The majority of the detected devices were not protected by passwords, Sutton said. This means that any web user can access their web interfaces through a browser and view the documents that are stored on such photocopiers and printers, forward incoming faxes to an external number, or record scan jobs. With HP devices, such intrusions can be carried out by a script that, every second, calls a URL whose only variable is UNIX epoch time, which can easily be guessed.

The scan run by Sutton also identified more than 9,000 video conferencing systems by Polycom and Tandberg (now Cisco). The most likely reason why these devices were openly accessible on the net is that they all use the H.323 protocol and require numerous ports to be opened in the firewall. Michael Sutton thinks that many administrators shy away from this, placing their systems in a DMZ instead.

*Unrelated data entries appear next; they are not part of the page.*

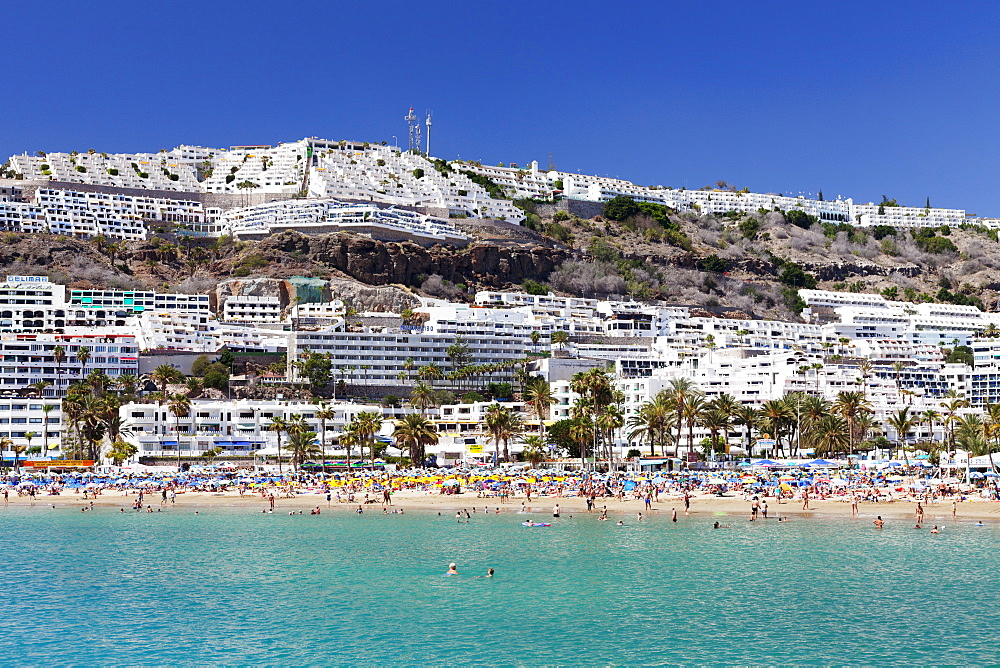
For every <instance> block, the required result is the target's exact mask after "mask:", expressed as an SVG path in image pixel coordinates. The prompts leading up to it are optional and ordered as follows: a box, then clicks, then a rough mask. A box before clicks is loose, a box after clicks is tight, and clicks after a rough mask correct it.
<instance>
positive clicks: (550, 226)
mask: <svg viewBox="0 0 1000 668" xmlns="http://www.w3.org/2000/svg"><path fill="white" fill-rule="evenodd" d="M545 233H546V234H547V235H549V236H550V237H552V238H553V239H557V240H559V241H561V242H563V243H564V244H565V243H569V242H570V241H571V240H572V239H573V234H572V233H571V232H570V231H569V229H568V228H566V227H564V226H562V225H560V224H559V223H549V224H548V225H547V226H546V227H545Z"/></svg>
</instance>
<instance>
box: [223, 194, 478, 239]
mask: <svg viewBox="0 0 1000 668" xmlns="http://www.w3.org/2000/svg"><path fill="white" fill-rule="evenodd" d="M216 222H217V224H219V225H220V226H221V229H222V230H223V231H224V232H225V233H227V234H232V235H234V236H237V237H247V236H251V237H252V236H257V235H268V234H273V233H275V232H281V231H284V230H294V231H296V232H303V233H306V234H308V233H314V234H315V233H324V234H325V233H331V232H338V231H343V232H354V233H357V234H364V235H367V236H371V237H373V238H392V239H407V238H409V239H413V240H415V241H418V242H430V243H435V242H436V243H463V242H465V241H468V239H469V238H468V237H467V236H466V235H464V234H462V233H460V232H459V231H458V230H457V229H456V228H455V226H454V225H452V224H451V223H450V222H448V221H447V220H444V219H441V218H435V217H433V216H427V215H424V214H420V213H416V212H413V211H407V210H405V209H396V208H388V209H386V208H380V207H378V206H376V205H375V204H373V203H371V204H350V203H347V202H340V201H338V200H334V199H329V198H322V199H290V200H279V201H274V202H266V203H264V204H257V205H255V206H250V207H246V208H240V209H232V210H230V211H227V212H226V213H225V214H223V215H222V216H220V217H219V218H218V220H217V221H216Z"/></svg>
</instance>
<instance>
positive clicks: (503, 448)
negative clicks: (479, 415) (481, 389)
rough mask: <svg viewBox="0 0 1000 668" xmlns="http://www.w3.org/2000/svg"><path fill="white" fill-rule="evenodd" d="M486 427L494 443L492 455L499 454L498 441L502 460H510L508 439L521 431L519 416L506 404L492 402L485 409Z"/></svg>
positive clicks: (493, 442) (498, 446)
mask: <svg viewBox="0 0 1000 668" xmlns="http://www.w3.org/2000/svg"><path fill="white" fill-rule="evenodd" d="M486 428H487V430H488V431H489V432H490V438H491V440H492V441H493V443H494V457H498V456H499V454H500V443H503V457H504V461H510V448H509V446H510V441H511V439H512V438H514V437H515V436H517V435H518V434H520V433H521V431H522V423H521V418H520V416H518V415H516V414H514V412H513V411H511V410H510V409H509V408H507V407H506V406H502V405H500V404H498V403H494V404H493V405H491V406H490V407H489V409H487V411H486Z"/></svg>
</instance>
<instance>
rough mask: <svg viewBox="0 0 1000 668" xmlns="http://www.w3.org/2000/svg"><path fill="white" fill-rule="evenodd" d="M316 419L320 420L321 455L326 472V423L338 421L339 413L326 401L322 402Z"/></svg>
mask: <svg viewBox="0 0 1000 668" xmlns="http://www.w3.org/2000/svg"><path fill="white" fill-rule="evenodd" d="M316 417H317V419H319V429H320V453H321V454H322V457H323V471H324V472H326V421H327V420H333V419H336V417H337V412H336V411H335V410H334V409H332V408H330V406H328V405H327V403H326V402H325V401H321V402H319V410H317V411H316Z"/></svg>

The IT security expert used a video to demonstrate how he managed to monitor the targeted conference rooms via an accessible video conferencing system that provided both sound and images.

Sutton's company is now providing the brEWS scanner free of charge, which specialises in detecting embedded web servers. To avoid placing the weapon into the hands of criminals, scans can only be run in a /24 subnet. At a later stage, the researcher also plans to offer a browser add-on that will allow administrators to examine protected internal networks; this add-on will carry out the scan and then send the results to the brEWS server for identification.